Vitrant is not alone. David Fries, a marine engineer at the University of South Florida and a co-founder of SciFlies, another science microfinancing organization launched in 2009 but currently under reorganization, laments that there is very limited funding for researchers to start pilot projects to explore new ideas. To address the paucity of traditional grants, a small but growing number of nonprofit organizations solicit small contributions from everyday donors to fund academic research projects that typically require grants in the range of a few thousand to tens of thousands of dollars. Once proof of concept is established using such seed grants, the applicant can follow the traditional route to apply for larger grants. A more commercially minded type of microfinancing for science also exists. Unlike SciFlies and FundScience, the Open Source Science Project will "retain partial ownership of any for-profit company that grows out of a funded research project," according to its co-founder, Priyan Weerappuli.
Having laid the groundwork by generating media attention and surveying potential donors, all three organizations are now accepting grant proposals. To ensure scientific rigor, all proposals are subject to peer review, either by invited reviewers from university faculty members (FundScience and OSSP) or coordinated by the American Association for the Advancement of Science (SciFlies). Each organization has a different requirement for the eligibility of applicants. Only a student, after obtaining the approval of his or her institution and principal investigator, can apply for a FundScience or OSSP grant, while SciFlies only accepts applications from PIs. Unlike traditional grant applications, the ultimate judge is each donor, not the reviewers. To attract potential investors who may not have a science background, the applicants need to write an exciting proposal abstract aimed at the general public, according to the FundScience website.
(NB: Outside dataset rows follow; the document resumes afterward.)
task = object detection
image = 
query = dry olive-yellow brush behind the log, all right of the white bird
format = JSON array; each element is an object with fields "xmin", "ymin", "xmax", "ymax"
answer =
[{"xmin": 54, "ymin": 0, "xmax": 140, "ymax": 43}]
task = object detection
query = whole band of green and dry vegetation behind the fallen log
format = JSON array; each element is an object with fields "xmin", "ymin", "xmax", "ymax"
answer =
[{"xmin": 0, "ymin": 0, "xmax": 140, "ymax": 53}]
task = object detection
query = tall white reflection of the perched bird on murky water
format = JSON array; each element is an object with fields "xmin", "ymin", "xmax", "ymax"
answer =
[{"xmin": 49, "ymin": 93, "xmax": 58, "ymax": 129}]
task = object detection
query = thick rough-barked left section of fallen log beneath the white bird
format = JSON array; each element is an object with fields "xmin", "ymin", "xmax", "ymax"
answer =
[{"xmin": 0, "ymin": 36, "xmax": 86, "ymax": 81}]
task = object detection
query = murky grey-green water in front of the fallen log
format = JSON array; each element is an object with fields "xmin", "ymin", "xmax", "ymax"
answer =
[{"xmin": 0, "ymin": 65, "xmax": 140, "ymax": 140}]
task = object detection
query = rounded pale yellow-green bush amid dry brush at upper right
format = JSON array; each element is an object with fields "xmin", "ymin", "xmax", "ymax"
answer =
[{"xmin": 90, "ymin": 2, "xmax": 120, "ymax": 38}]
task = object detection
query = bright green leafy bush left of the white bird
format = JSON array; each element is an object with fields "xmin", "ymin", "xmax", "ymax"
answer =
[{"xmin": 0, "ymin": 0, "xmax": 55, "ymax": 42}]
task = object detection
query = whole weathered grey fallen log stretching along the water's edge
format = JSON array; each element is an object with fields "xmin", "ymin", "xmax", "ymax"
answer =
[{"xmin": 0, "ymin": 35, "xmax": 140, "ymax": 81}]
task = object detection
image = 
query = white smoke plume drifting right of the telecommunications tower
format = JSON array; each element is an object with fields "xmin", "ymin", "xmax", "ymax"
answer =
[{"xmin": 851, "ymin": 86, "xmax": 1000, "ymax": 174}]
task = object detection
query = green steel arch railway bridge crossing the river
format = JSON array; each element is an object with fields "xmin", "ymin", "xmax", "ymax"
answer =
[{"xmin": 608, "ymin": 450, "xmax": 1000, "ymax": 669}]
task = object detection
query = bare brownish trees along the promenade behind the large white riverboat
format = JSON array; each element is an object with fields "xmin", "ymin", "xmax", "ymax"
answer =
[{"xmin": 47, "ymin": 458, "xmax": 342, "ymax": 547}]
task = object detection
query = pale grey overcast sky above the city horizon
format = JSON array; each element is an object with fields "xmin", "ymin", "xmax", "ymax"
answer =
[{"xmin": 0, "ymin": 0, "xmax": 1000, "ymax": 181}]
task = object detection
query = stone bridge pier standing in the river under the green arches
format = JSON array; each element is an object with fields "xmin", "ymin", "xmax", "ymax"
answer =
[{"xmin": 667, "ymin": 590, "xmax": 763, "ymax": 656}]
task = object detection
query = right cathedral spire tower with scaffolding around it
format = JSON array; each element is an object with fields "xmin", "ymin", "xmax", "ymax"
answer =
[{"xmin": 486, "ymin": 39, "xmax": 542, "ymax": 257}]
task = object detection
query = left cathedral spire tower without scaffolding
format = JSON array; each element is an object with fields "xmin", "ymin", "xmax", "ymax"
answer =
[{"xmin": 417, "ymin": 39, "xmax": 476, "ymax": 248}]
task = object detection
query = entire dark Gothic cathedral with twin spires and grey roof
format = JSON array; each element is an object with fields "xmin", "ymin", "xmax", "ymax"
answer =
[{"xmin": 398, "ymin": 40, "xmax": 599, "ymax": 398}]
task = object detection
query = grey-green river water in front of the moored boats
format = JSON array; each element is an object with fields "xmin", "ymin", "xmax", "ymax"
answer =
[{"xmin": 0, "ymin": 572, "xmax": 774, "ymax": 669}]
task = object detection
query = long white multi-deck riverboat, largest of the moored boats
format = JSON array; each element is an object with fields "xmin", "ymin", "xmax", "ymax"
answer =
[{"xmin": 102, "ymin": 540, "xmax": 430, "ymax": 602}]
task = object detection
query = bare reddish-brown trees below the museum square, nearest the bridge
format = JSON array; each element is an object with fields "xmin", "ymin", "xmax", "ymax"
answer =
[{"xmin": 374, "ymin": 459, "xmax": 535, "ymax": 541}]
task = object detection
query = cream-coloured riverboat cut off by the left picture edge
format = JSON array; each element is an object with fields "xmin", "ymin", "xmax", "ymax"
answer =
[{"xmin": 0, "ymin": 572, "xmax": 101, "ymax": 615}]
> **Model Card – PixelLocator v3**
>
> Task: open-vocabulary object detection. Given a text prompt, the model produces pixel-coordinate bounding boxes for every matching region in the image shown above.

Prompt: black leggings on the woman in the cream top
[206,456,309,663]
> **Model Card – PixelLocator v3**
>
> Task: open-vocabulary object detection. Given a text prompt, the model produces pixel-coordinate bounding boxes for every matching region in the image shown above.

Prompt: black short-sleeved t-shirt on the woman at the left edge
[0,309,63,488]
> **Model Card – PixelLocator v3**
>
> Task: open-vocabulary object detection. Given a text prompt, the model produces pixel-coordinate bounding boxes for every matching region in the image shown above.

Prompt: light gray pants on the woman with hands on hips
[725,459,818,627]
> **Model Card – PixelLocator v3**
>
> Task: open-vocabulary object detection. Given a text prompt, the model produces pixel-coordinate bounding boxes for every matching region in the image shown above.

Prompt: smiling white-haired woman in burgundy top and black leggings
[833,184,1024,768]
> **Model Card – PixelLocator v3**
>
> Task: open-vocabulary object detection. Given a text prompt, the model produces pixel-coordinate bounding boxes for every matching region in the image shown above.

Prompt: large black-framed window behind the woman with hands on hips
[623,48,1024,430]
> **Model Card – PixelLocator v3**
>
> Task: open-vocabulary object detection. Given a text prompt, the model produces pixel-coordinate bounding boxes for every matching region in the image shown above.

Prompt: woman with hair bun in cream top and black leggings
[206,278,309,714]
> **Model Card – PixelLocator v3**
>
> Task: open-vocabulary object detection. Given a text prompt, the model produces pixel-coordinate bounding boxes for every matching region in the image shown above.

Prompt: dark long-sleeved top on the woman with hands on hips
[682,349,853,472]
Bridging the gap between researchers and the public is another goal that all three organizations embrace. Vitrant said that scientists work "in a vacuum striving for scientific knowledge." To engage the donors in the funded projects, FundScience uses social media, such as blogs, YouTube videos and Facebook. Grantees are required to post regular reports to the websites, informing and educating the public.
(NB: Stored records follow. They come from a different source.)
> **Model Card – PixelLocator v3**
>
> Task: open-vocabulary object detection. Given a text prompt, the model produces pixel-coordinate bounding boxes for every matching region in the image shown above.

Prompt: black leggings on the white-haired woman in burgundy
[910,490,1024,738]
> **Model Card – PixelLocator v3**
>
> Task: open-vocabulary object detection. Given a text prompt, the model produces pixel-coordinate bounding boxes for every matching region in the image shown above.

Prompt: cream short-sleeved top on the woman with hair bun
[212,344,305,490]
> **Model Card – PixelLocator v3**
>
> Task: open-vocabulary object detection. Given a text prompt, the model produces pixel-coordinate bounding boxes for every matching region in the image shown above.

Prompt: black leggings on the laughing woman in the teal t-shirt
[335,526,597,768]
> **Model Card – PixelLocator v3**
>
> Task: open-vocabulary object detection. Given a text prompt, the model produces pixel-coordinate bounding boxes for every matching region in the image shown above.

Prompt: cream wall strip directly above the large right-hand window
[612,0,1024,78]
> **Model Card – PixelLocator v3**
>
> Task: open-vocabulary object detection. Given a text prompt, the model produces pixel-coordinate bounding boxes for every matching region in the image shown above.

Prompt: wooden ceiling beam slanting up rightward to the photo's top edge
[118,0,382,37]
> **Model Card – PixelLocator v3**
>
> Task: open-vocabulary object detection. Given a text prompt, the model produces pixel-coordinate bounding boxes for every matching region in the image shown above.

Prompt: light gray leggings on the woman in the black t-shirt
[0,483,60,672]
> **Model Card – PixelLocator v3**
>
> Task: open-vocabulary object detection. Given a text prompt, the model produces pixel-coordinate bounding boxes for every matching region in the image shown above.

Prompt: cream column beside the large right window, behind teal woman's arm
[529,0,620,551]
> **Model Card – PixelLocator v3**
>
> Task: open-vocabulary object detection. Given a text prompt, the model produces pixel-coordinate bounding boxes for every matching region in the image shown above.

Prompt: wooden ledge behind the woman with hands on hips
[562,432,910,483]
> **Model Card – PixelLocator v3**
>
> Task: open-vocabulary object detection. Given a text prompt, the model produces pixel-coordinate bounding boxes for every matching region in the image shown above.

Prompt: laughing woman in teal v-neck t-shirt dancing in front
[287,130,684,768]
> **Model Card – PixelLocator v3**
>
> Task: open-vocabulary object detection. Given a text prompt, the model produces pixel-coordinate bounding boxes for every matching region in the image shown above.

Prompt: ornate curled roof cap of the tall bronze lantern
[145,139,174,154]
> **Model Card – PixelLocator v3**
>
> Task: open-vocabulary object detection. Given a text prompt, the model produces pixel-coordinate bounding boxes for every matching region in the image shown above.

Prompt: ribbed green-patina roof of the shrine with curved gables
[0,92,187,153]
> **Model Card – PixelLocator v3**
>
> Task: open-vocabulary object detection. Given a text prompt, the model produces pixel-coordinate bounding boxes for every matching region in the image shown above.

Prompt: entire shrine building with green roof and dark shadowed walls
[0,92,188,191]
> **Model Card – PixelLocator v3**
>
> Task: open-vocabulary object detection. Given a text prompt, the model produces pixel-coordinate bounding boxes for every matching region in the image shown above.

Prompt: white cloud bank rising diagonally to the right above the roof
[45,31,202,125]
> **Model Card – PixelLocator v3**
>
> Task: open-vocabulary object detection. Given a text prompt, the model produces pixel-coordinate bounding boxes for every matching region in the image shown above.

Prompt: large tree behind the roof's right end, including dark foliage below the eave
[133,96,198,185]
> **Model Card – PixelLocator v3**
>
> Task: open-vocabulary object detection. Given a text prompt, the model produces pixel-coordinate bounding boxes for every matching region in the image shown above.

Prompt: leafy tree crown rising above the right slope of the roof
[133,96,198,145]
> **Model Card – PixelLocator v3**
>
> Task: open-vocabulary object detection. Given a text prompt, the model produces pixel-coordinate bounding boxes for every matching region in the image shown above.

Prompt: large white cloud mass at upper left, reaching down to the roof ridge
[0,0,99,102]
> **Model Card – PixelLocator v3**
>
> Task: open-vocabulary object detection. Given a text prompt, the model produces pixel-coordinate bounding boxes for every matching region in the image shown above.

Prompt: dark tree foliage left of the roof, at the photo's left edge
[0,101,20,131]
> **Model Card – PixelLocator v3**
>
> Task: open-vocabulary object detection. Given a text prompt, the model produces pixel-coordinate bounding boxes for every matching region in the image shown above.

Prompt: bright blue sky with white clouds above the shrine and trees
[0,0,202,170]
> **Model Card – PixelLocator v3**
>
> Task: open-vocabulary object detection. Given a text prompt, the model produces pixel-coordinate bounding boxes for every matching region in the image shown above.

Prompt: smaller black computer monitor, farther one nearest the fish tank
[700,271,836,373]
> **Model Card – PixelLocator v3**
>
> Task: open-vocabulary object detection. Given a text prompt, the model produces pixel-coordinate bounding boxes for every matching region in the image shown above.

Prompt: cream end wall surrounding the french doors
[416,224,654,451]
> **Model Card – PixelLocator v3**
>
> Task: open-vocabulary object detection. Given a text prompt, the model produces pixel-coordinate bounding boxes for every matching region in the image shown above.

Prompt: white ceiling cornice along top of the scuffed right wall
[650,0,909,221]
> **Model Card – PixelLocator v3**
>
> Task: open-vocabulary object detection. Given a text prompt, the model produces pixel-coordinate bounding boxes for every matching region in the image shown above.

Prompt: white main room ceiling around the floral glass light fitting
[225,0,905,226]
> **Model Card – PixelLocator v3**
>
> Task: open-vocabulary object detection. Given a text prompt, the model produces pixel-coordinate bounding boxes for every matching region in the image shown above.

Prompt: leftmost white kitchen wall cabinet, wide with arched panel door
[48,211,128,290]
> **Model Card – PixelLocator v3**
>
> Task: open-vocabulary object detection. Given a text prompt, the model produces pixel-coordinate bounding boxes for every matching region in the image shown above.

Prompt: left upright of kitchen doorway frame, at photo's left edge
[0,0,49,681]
Though the idea of direct public funding for science is gaining traction, the organizations are at early stages of development. They have a limited choice of projects for funding on their websites. The OSSP only accepts proposals involved in water quality and water resource utilization, and FundScience focuses on hypotheses related to the pathogenesis or modeling of diseases. The organizations want to narrow their focus during the proof-of-concept trial and expand their funding scopes later. One of the biggest challenges the microfinancing organizations face is battling the misconception that research can lead to a quick cure. "A considerable number of potential investors… appear to believe (to varying degrees) that the scientific research process is a linear process leading us from ignorance to enlightenment," says Weerappuli.